The technological challenges that must be overcome to realize manufacture below the 22nm node, near the end of the semiconductor roadmap, are daunting. New sources of variation will come into play while previously ignored process mechanisms will become electrically significant enough to require accurate models. Much more sophisticated design tools and methodologies to deal with process variability will be required, while manufacturing process which is oblivious of design intent will be both too conservative and too expensive. The IMPACT+ research team, with its strengths spanning patterning, algorithms, modeling and design automation, plans to address future semiconductor technology challenges via the following two intertwined themes.
We plan to explore future lithography and plasma etch. Notably, IMPACT+ will aim to help establish current and extend future capabilities of EUV lithography. We will develop fundamental understanding of EUV resist limitations and electromagnetic performance of EUV masks. We will also explore reversing the chemistry of Atomic layer Deposition (ALD) to create precise Atomic Layer Etching (ALE) utilizing thermodynamic assessment of plasma-surface interactions followed by experimentation with viable chemistries. Scalable algorithms will be an integral requirement to apply models and optimization methods at the chip-scale.

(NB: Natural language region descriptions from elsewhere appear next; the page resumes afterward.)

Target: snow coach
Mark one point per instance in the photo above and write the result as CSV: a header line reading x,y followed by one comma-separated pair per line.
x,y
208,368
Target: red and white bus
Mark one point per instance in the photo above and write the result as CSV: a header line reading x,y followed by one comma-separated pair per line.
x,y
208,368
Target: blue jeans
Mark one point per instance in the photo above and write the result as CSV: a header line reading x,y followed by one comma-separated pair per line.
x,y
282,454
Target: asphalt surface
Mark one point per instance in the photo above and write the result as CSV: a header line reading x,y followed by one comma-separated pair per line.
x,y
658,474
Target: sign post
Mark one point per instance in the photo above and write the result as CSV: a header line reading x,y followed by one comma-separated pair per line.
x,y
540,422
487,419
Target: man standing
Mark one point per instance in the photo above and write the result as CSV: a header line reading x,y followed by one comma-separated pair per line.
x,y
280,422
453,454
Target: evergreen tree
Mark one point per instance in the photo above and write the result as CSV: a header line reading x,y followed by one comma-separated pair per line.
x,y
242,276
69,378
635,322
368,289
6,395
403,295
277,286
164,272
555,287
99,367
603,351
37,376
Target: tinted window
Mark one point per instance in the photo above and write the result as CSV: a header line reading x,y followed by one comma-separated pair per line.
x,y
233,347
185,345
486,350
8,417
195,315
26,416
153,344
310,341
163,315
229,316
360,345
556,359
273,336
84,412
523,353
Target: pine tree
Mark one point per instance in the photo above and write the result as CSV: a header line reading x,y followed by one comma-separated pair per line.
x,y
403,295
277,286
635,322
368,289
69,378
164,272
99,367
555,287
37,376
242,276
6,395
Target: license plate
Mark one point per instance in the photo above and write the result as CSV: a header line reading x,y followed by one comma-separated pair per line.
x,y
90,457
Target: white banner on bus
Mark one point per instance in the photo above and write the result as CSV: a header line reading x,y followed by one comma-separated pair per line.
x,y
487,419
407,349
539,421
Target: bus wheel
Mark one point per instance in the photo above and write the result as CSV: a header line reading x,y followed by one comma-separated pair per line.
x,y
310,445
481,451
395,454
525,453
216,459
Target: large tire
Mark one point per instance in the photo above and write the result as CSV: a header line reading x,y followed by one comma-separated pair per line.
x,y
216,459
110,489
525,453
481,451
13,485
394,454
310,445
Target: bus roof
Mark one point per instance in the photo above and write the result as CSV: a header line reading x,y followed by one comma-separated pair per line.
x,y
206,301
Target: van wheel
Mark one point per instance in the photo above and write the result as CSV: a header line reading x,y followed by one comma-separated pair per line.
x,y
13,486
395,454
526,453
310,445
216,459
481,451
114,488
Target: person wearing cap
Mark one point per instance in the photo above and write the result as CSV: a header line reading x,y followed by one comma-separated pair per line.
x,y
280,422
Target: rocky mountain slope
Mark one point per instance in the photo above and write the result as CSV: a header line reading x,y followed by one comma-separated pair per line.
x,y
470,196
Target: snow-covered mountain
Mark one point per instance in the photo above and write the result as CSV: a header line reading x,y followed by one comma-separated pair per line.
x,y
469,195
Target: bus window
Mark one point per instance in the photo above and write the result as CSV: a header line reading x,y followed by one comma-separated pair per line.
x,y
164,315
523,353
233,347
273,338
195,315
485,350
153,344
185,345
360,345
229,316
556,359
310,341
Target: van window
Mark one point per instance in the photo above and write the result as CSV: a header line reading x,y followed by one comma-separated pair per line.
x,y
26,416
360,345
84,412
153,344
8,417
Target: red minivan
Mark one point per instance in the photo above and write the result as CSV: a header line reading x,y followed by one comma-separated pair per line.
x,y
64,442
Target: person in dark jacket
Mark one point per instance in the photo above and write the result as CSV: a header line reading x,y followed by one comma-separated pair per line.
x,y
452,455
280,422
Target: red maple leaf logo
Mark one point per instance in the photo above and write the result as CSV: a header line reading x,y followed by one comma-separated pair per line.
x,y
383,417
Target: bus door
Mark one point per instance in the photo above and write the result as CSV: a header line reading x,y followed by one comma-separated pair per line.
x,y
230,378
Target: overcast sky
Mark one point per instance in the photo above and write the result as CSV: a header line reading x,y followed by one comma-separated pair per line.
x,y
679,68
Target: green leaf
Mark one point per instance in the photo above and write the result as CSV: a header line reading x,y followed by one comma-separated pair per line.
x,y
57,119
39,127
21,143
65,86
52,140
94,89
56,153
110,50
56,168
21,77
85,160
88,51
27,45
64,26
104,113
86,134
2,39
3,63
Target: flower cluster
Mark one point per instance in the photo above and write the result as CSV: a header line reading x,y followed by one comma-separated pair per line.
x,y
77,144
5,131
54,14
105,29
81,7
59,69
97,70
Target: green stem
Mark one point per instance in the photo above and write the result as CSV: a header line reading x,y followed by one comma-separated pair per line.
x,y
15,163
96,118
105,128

An example IMPACT+ project would be investigation into shot count reduction algorithms by shot overlapping.
- Devices and Design Interface. Patterning and technology choices have tremendous impact on design tools, flows and margins inherent in them. We will explore the complex interactions of manufacturing flows, design adaptivity and design margins. Interactions of future patterning technologies (especially mutli-patterning and EUV) with design will be an IMPACT+ focus. A design-centric evaluation and optimization framework for device and patterning technology will be a second goal. Exploration of future device options, especially gate-all-around MOSFETs is envisioned. The device and patterning research will directly influence models for variability while design tools dictate the abstractions needed. We will develop a Variability Tool Kit to efficiently measure, capture into the hierarchical model structure, and to interface queries on variability data.